Why is the DOJ vacating them?
In April 2018, the Justice Department announced it would undertake a review of “legacy” consent decrees put in place during the late 19th and 20th centuries as part of an agency-wide modernization initiative.
Many of these agreements had little to no relevance any longer by the time the DOJ got to them. In 2019, for example, the DOJ vacated consent decrees having to do with competition in the horseshoe, player piano, and phonograph sectors. Paramount, however, was also on the list, and in 2018 the DOJ opened a 60-day period for public comment on the issue.
Small theaters and independent theater chains all submitted comments to the docket, the overwhelming majority of which supported keeping Paramount in place.
“Although it is still difficult to get some movies due to onerous terms, we manage,” the owner of two theaters in Ohio wrote. “If all of a sudden the current rules governing distribution change, we could be in significant trouble.”
“The market conditions that exist today would [still] permit anticompetitive conduct,” small theater chain Cinetopia wrote. Cinetopia also alleged in its comments that anticompetitive behavior in the industry still exists and distributors were, right then in 2018, strong-arming exhibitors into disadvantageous terms. (National movie theater chain AMC, which Cinetopia was suing over alleged antitrust violations, acquired Cinetopia in 2019.)
District Judge Analisa Torres, however, did not agree with any of the comments, and on Friday she agreed to terminate the decrees “effective immediately.”
Who needs theaters?
Torres’ ruling (PDF) found that, basically, because we have now home video and Netflix, we don’t really need to worry about competition in the movie-theater sector the way we used to.
“Multiplexes, broadcast and cable television, DVDs, and the Internet did not exist” when Paramount was decided, Torres wrote. “Subsequent-run theaters no longer exist in any meaningful way,” she said, since consumers watch movies at home after their initial theatrical release, and therefore studio actions cannot hurt those theaters.

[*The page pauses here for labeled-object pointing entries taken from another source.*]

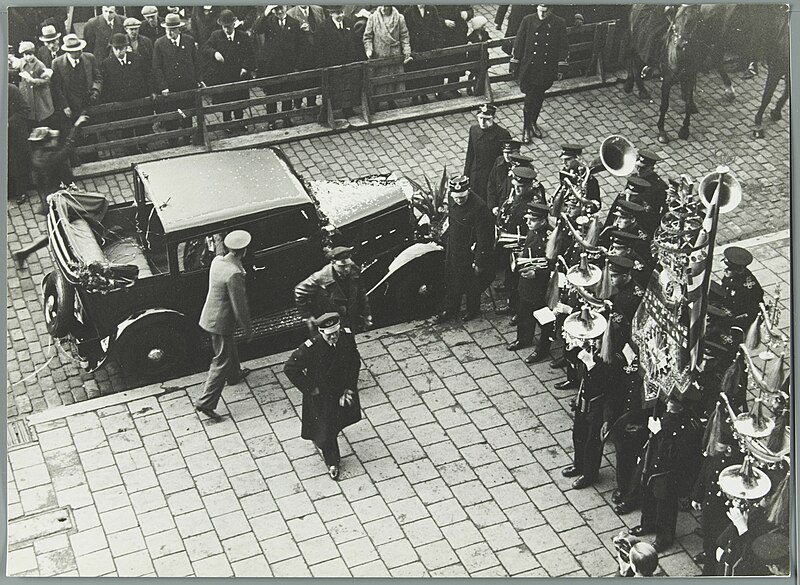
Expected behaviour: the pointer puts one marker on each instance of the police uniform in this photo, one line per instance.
(483, 148)
(323, 372)
(532, 285)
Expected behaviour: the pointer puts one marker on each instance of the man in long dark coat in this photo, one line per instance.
(540, 45)
(470, 237)
(325, 369)
(485, 144)
(175, 68)
(231, 57)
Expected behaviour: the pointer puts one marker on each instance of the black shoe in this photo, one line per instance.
(565, 385)
(640, 530)
(209, 413)
(538, 355)
(570, 471)
(581, 483)
(623, 508)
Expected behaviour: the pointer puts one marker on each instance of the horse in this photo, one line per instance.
(667, 37)
(777, 58)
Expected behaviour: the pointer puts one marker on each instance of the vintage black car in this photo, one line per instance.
(132, 278)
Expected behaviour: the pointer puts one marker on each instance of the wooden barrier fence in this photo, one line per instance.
(125, 128)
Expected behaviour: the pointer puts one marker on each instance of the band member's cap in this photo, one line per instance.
(571, 149)
(619, 264)
(487, 110)
(637, 184)
(459, 184)
(340, 253)
(523, 174)
(649, 156)
(519, 159)
(736, 256)
(328, 323)
(536, 211)
(237, 240)
(628, 209)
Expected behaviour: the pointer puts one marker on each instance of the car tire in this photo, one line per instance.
(155, 348)
(417, 289)
(59, 302)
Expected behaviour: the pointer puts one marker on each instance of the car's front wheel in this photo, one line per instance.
(59, 301)
(154, 348)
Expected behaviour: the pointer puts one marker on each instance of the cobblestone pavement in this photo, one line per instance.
(422, 148)
(454, 471)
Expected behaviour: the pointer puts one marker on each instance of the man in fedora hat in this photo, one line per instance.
(325, 369)
(231, 56)
(97, 32)
(125, 75)
(51, 45)
(151, 25)
(137, 42)
(335, 287)
(76, 79)
(176, 68)
(485, 144)
(225, 307)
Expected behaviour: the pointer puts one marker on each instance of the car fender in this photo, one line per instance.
(408, 255)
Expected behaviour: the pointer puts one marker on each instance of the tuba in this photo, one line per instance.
(730, 190)
(618, 155)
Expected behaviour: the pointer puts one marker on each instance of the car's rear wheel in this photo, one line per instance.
(155, 348)
(59, 302)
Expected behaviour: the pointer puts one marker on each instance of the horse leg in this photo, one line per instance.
(666, 86)
(776, 115)
(687, 87)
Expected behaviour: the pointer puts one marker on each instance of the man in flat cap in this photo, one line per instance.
(470, 240)
(325, 369)
(336, 287)
(226, 307)
(485, 145)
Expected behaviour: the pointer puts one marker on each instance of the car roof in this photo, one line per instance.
(201, 189)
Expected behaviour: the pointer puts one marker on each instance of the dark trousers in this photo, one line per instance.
(586, 442)
(526, 326)
(224, 368)
(533, 104)
(660, 515)
(462, 281)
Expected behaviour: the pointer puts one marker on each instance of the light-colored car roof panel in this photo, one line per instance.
(201, 189)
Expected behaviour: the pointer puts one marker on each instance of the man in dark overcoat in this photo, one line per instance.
(175, 68)
(325, 369)
(231, 57)
(336, 44)
(279, 41)
(484, 146)
(98, 30)
(335, 287)
(540, 45)
(532, 286)
(226, 307)
(470, 239)
(425, 28)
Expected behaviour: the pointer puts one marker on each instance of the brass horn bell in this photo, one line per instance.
(618, 155)
(730, 194)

Torres is correct to note in her ruling that the exhibition business has more or less completely blown up in recent years. Internet-based streaming content platforms have dived wholeheartedly into both making and distributing content. Players including Netflix and Amazon Prime have just in the past three years taken the idea of the “direct to video” release out of the junk heap and into prestige, Oscar-winning territory.
The question then becomes: is having your film released on Netflix, Disney+, or some other streaming service interchangeable, from both the business and consumer viewpoint, as having your film released in a theater?

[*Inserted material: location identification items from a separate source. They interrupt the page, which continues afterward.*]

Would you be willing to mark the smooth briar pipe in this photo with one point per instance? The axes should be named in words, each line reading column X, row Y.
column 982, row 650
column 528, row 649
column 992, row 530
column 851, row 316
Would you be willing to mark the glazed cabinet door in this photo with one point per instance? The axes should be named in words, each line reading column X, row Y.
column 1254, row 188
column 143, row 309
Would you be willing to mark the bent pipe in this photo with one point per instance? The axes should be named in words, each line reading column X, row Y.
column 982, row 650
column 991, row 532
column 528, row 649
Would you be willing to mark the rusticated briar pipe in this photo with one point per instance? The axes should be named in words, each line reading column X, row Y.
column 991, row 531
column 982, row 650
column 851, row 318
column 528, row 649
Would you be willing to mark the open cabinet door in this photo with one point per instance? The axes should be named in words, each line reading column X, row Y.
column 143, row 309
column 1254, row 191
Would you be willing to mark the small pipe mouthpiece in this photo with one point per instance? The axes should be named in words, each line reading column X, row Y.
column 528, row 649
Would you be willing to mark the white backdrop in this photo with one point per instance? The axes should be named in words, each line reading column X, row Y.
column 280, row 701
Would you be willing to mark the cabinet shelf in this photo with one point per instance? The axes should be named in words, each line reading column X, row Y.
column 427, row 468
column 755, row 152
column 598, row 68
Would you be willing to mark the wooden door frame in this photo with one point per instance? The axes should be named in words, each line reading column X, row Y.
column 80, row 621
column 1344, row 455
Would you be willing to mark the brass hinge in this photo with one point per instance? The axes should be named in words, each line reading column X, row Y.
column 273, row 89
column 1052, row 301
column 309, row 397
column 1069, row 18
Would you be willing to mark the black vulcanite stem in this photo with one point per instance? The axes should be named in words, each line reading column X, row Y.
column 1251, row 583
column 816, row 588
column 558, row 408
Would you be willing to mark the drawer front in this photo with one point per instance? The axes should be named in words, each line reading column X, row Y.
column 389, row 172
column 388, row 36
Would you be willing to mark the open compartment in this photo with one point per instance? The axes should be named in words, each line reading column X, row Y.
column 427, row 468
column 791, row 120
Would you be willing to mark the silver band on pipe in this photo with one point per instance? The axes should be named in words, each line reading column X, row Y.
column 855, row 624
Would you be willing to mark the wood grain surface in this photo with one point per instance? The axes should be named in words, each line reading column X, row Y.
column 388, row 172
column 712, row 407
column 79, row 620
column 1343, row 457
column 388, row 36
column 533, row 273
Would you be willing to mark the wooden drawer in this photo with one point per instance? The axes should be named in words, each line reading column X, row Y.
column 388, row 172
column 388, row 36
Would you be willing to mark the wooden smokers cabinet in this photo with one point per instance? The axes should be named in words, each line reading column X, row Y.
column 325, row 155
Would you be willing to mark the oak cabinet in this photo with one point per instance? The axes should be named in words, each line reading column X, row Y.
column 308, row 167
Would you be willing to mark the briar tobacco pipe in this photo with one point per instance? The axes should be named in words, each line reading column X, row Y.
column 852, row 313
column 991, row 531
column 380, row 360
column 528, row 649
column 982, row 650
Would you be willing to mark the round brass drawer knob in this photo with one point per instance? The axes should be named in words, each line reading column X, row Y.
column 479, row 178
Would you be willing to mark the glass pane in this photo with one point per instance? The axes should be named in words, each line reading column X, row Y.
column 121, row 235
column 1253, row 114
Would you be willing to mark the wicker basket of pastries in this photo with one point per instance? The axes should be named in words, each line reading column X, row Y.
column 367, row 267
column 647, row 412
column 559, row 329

Theatrical distribution in 2020
The domestic box office was already, at best, in a holding pattern before 2020… and then came COVID-19. It’s no secret that the pandemic has had a devastating effect on countless sectors in the US economy. Cinema, alas, is very high on the list of utterly decimated industries.

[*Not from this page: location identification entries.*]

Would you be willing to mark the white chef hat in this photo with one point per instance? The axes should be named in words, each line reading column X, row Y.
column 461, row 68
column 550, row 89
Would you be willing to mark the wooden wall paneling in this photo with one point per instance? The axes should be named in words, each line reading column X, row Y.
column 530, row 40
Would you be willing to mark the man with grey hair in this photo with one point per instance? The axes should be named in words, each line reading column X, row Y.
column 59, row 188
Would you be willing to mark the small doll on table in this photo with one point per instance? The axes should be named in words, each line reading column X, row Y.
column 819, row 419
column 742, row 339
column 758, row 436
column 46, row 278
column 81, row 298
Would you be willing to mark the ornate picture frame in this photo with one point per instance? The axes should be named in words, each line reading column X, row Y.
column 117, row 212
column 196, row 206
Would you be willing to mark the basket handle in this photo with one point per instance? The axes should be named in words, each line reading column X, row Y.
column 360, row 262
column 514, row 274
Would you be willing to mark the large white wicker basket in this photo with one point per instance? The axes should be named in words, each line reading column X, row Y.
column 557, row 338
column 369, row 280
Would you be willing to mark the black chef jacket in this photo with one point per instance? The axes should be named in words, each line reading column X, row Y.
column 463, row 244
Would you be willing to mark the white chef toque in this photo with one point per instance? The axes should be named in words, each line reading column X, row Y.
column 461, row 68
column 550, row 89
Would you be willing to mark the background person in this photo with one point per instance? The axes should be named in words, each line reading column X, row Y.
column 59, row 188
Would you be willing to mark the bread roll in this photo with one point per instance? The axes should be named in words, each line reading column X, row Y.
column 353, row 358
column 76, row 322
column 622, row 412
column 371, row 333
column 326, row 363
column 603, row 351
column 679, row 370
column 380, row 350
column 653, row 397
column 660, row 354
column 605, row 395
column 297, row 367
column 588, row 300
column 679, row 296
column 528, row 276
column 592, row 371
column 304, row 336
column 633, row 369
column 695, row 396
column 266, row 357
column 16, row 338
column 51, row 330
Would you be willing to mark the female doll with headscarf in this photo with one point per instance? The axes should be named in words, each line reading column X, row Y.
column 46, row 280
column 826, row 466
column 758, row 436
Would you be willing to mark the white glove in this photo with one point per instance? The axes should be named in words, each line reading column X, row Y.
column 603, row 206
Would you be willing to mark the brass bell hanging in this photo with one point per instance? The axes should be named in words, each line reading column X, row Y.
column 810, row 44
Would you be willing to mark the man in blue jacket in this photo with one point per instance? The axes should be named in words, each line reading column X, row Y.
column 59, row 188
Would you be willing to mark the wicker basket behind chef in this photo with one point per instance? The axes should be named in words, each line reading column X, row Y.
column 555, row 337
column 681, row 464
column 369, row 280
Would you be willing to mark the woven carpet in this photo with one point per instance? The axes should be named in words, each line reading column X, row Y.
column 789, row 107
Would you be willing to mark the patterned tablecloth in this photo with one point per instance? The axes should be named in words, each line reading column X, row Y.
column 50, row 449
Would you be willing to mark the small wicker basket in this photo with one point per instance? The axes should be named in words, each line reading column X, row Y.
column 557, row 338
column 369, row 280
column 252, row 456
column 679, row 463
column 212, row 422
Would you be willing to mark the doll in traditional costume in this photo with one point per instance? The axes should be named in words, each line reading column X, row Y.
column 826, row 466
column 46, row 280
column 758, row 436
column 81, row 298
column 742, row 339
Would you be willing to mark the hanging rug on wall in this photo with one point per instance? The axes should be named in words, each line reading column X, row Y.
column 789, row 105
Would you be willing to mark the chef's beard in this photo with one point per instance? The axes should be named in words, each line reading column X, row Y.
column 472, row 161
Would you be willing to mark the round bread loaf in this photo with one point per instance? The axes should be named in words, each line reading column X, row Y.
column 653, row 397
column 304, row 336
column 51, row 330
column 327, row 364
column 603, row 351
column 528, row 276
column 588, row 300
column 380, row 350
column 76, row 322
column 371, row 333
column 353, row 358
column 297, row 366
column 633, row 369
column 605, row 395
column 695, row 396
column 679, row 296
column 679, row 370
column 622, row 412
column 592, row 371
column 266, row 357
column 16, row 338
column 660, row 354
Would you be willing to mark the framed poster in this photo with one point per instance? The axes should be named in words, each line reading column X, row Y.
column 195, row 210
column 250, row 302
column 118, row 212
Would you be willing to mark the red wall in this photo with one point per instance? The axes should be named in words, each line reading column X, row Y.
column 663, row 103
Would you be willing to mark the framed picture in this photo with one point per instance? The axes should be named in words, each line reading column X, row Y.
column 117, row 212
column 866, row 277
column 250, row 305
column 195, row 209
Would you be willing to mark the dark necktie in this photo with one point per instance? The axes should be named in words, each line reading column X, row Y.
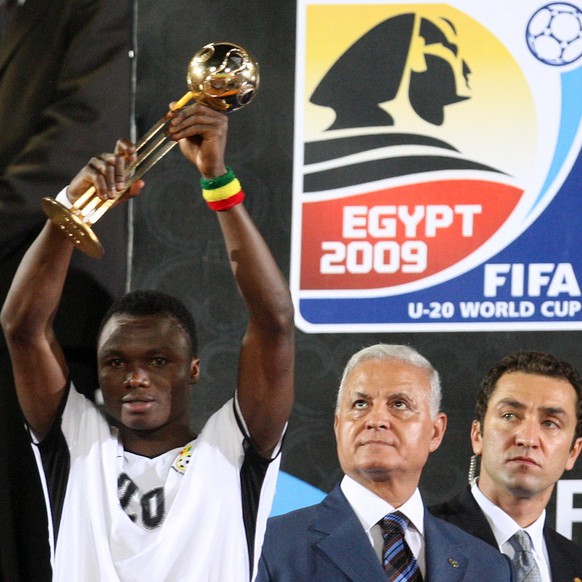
column 399, row 563
column 524, row 562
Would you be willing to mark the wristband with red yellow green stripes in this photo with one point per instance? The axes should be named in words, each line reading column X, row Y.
column 223, row 192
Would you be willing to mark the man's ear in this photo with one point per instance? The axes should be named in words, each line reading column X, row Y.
column 574, row 453
column 439, row 428
column 476, row 437
column 194, row 370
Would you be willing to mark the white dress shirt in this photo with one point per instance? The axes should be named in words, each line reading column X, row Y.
column 370, row 509
column 504, row 527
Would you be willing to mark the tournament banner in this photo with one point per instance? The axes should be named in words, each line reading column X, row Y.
column 437, row 177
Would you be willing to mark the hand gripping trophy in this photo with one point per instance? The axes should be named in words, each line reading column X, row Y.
column 223, row 76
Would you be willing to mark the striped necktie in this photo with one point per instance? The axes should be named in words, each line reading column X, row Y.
column 399, row 563
column 524, row 562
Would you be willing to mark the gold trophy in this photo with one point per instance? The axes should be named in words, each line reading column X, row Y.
column 223, row 76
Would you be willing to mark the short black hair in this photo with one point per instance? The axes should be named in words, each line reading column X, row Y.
column 151, row 302
column 530, row 362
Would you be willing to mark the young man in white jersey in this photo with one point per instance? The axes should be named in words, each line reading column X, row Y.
column 147, row 499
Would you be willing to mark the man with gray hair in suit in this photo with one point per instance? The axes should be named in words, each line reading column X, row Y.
column 374, row 524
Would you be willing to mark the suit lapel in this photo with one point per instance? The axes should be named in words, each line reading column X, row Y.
column 473, row 519
column 445, row 559
column 343, row 540
column 26, row 17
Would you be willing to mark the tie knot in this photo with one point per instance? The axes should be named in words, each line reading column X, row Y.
column 520, row 541
column 394, row 523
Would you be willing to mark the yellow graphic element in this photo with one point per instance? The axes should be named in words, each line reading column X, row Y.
column 493, row 96
column 181, row 462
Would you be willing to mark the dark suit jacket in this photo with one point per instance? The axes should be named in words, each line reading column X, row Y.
column 64, row 98
column 464, row 512
column 326, row 543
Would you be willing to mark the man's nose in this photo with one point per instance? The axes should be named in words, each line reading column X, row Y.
column 528, row 433
column 136, row 378
column 378, row 417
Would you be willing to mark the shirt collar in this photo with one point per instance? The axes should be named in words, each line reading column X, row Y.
column 370, row 508
column 504, row 526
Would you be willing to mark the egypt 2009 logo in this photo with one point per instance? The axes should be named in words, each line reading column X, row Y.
column 437, row 170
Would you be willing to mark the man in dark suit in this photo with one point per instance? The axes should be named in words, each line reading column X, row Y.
column 387, row 422
column 64, row 97
column 527, row 431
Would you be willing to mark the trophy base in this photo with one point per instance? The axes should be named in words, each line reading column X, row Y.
column 79, row 233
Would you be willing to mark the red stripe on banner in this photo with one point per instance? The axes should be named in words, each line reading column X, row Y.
column 399, row 235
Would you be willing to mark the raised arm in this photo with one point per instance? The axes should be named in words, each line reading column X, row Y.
column 266, row 365
column 39, row 367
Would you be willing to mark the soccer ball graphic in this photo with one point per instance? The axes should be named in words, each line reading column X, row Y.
column 554, row 34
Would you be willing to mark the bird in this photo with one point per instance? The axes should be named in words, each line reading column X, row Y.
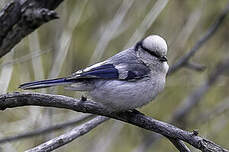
column 125, row 81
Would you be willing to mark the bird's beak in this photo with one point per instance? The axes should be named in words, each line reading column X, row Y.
column 163, row 59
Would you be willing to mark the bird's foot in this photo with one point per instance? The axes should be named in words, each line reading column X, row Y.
column 83, row 98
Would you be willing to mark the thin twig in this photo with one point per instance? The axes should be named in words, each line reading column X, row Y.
column 21, row 17
column 17, row 99
column 46, row 130
column 69, row 136
column 194, row 98
column 210, row 32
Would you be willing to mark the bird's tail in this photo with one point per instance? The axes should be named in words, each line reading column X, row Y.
column 45, row 83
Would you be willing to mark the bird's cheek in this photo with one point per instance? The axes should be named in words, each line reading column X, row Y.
column 165, row 66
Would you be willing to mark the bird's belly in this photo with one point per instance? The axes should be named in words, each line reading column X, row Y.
column 121, row 95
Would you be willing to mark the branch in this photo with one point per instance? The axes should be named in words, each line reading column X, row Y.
column 21, row 17
column 210, row 32
column 46, row 130
column 69, row 136
column 17, row 99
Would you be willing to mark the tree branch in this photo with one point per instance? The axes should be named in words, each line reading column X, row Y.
column 210, row 32
column 17, row 99
column 69, row 136
column 21, row 17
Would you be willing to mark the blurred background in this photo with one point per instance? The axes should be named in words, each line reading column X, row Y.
column 89, row 31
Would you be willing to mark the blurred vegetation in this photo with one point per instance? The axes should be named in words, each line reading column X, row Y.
column 92, row 30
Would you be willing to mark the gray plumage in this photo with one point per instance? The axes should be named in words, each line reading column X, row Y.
column 127, row 80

Going to the movies, of course, involves filling a closed room with as many people as the theater can fit in—a deeply suboptimal activity in the midst of a plague year. Worse: most theaters make the bulk of their revenue from food and drink sales, and you can’t shove popcorn into your face and slurp your delicious red Icee with a mask on.
Every movie theater chain in the United States reported massive losses in the most recent quarter, as their doors remain locked and their screens sit dark. AMC, the nation’s largest theater chain, only narrowly avoided bankruptcy last month thanks to a debt restructuring.
Films that were meant to anchor this summer blockbuster season, such as Tenet and Mulan, are either on hold indefinitely or going direct to streaming as experiments in how to generate revenue. Production on the films that would have come out in 2021, meanwhile, was halted for months and has struggled to pick back up again as the novel coronavirus disease continues to rage across the country—so the pipeline of blockbuster movies to try opening up with again next year is going to be painfully thin.